Es un relato que habla de una mujer “en el último fondo del desenfreno” y que muestra la fascinación por la belleza femenina en medio del dolor y del horror. Remite al Marqués de Sade tanto en sus descripciones como en su trasfondo filosófico. Porque la narración de Pizarnik tiene, a pesar de la temática, sus momentos poéticos y reflexivos, como el que habla del significado de la muerte. “Esta escena me llevó a pensar en la Muerte —la de las viejas alegorías; la protagonista de la Danza de la Muerte—. Desnudar es propio de la Muerte. También lo es la incesante contemplación de las criaturas por ella desposeídas. (…) Si el acto sexual implica una suerte de muerte, Erzébet Báthory necesitaba de la muerte visible, elemental, grosera, para poder, a su vez, morir de esa muerte figurada, que viene a ser el orgasmo. (…) Por eso, tal vez, representaba y encarnaba a la Muerte. Porque, ¿cómo ha de morir la muerte?”.
Más allá de su sentido alegórico, La condesa sangrienta es un relato impactante, no apto para cualquier estómago. Describe torturas medievales que realmente existieron y evoca cualquier otra situación de encierro y tormento. Y Pizarnik no se ahorra ningún detalle al describir los métodos que utiliza la protagonista para deleitarse: cortes, quemaduras, mordeduras, desmembramientos, fuego y agua helada, así como algunas máquinas siniestras. La Virgen de Hierro era una de ellas: una mujer-jaula que trituraba a su víctima una vez que estaba dentro. “Pero nada era más espantoso que su risa”, agrega la narradora para alimentar la figura trastornada de la protagonista.
Por otro lado, hay una intención de entender a la condesa, por eso la ubica también en la soledad de su habitación, sentada durante horas frente al espejo mientras contempla su hermosura y su cercana pérdida, origen de su locura: “Un color invariable rige al melancólico: su interior es un espacio de color de luto; nada pasa allí, nadie pasa. (...) El libro que comento en estas notas lleva un retrato de la condesa: la sombría y hermosa dama se parece a la alegoría de la melancolía que muestran los viejos grabados”.
La condesa sangrienta se publicó por primera vez en 1966, en la revista Testigo.
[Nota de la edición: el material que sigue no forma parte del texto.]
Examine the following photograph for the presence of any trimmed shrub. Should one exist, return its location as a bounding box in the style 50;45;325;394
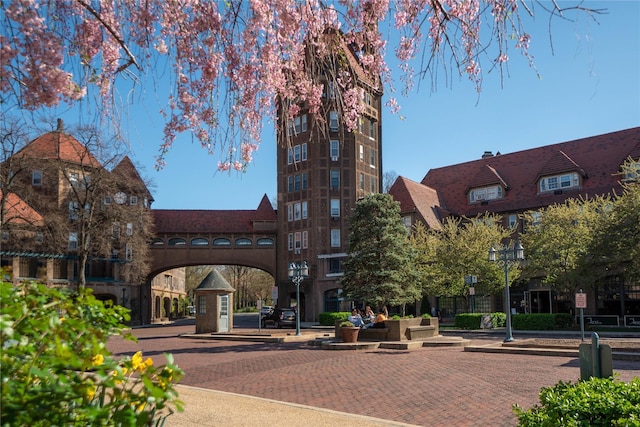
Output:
453;313;482;329
513;377;640;427
318;311;351;326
En ese momento, Pizarnik ya había alcanzado su madurez poética y desconcertó a la crítica con este relato que ella misma definió como un “artículo” sobre la obra de Penrose. Se lo tomó como una narración grotesca que mostraba la obsesión de la escritora por la muerte y la locura. Pero César Aira, uno de los principales estudiosos de su obra, rescató una carta en la que Pizarnik anunciaba la publicación del texto y explicaba: “Será mi primer —último, espero— encuentro con el sadismo, que no comprendo, que nunca comprenderé”. Por algo termina esta narración con las siguientes palabras sobre la condesa: “Ella es una prueba más de que la libertad absoluta de la criatura humana es horrible”.
Luego de su primera edición, el relato tuvo otra en 1971 y luego se incluyó en Prosa completa (Lumen, 2001), un libro que recopila todos sus artículos y textos. También tuvo una edición ilustrada por el dibujante argentino Santiago Caruso, quien interpretó a la perfección “el poder del horror” con su danza roja de la muerte (Libros del Zorro Rojo, 2009).
“Lo importante es lo que hacemos con nuestras desgracias”, había contestado Pizarnik en una entrevista sobre los posibles obstáculos para abrirse camino en las letras siendo mujer. Su mayor “desgracia” había sido llegar a un lugar “donde lo imposible se vuelva posible”. Trató de encontrarlo en la poesía; después lo fue a buscar allá lejos, en el fondo del espejo.